WVAO-LP
- Athol, Massachusetts; United States;
- Broadcast area: Athol/Orange
- Frequency: 105.9 MHz
- Branding: WVAO 105.9 FM

Programming
- Format: Community radio

Ownership
- Owner: Athol Orange Community Television, Inc.

History
- First air date: August 20, 2015
- Call sign meaning: "Voice of Athol Orange"

Technical information
- Licensing authority: FCC
- Facility ID: 191917
- Class: L1
- ERP: 59 watts
- HAAT: 39.6 meters (130 ft)
- Transmitter coordinates: 42°34′23.50″N 72°13′36.40″W﻿ / ﻿42.5731944°N 72.2267778°W

Links
- Public license information: LMS
- Website: www.aotv13.org/wvao-lp/

= WVAO-LP =

WVAO-LP (105.9 FM) is a community radio station licensed to Athol, Massachusetts and serves the Athol/Orange area.

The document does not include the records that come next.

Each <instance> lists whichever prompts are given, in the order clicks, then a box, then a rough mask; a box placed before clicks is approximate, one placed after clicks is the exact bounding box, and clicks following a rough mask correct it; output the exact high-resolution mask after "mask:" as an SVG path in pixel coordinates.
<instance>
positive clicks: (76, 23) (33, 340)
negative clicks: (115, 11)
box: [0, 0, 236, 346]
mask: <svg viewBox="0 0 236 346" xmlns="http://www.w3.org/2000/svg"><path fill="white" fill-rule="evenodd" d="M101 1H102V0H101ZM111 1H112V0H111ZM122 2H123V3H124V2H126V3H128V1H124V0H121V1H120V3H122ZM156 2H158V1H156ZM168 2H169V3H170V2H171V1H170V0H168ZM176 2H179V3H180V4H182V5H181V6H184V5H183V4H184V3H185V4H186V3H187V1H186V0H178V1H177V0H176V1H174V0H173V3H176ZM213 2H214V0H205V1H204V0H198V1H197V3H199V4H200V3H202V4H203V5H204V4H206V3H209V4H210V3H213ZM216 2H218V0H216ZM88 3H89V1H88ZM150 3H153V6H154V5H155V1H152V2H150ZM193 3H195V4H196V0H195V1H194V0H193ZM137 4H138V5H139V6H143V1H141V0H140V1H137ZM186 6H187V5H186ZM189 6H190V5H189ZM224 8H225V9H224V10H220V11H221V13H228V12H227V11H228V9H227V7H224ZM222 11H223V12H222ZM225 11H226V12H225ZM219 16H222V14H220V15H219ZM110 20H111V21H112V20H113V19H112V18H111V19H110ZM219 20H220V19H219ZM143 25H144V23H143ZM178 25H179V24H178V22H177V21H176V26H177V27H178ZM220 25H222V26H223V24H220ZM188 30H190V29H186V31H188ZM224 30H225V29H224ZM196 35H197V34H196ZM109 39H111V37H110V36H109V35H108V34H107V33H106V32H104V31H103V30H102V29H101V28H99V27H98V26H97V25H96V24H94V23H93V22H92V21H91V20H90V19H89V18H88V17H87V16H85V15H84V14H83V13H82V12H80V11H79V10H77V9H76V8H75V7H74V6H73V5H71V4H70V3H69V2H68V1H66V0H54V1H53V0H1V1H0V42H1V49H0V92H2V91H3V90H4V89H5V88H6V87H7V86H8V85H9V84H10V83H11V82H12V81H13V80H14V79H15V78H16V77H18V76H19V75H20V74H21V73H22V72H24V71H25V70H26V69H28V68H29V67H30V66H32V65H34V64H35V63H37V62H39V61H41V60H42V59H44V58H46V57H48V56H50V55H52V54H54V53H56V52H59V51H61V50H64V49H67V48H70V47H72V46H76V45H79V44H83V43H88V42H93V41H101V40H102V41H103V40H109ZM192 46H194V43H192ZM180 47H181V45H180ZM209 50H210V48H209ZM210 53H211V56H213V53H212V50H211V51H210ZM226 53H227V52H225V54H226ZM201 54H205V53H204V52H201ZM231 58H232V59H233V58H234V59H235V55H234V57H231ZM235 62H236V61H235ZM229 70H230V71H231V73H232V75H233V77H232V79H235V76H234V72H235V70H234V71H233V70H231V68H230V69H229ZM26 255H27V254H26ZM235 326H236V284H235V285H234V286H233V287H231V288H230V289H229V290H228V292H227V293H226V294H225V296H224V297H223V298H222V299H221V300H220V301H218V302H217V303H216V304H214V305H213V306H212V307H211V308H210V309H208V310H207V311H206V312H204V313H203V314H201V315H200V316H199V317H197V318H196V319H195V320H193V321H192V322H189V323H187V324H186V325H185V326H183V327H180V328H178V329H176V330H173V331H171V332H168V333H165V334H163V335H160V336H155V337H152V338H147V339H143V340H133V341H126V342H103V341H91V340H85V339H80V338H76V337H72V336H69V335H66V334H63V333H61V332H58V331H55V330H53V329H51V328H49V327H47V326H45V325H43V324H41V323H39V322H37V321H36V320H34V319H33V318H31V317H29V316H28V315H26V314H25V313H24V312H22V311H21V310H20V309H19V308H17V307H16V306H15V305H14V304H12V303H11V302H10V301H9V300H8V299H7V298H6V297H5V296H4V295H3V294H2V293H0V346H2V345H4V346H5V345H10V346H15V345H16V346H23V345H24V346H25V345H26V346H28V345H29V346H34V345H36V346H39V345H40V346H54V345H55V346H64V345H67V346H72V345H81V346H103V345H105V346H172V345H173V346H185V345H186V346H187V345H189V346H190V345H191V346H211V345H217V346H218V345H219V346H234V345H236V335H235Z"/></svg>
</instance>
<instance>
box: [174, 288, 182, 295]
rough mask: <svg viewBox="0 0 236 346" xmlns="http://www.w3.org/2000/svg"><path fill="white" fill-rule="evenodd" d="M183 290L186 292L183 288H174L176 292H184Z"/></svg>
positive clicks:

Its broadcast license is held by Athol Orange Community Television, Inc.

==History==
This station received its original construction permit from the Federal Communications Commission on February 19, 2014. The new station was assigned the WVAO-LP call sign by the FCC on February 26, 2014. The station received its license to cover from the FCC on July 27, 2015. It signed on August 20, 2015. The station primarily broadcasts local information and the audio of Athol Orange Community Television programming; when local programming is not being aired, the station carries radio reading service programming from the Talking Information Center in Marshfield.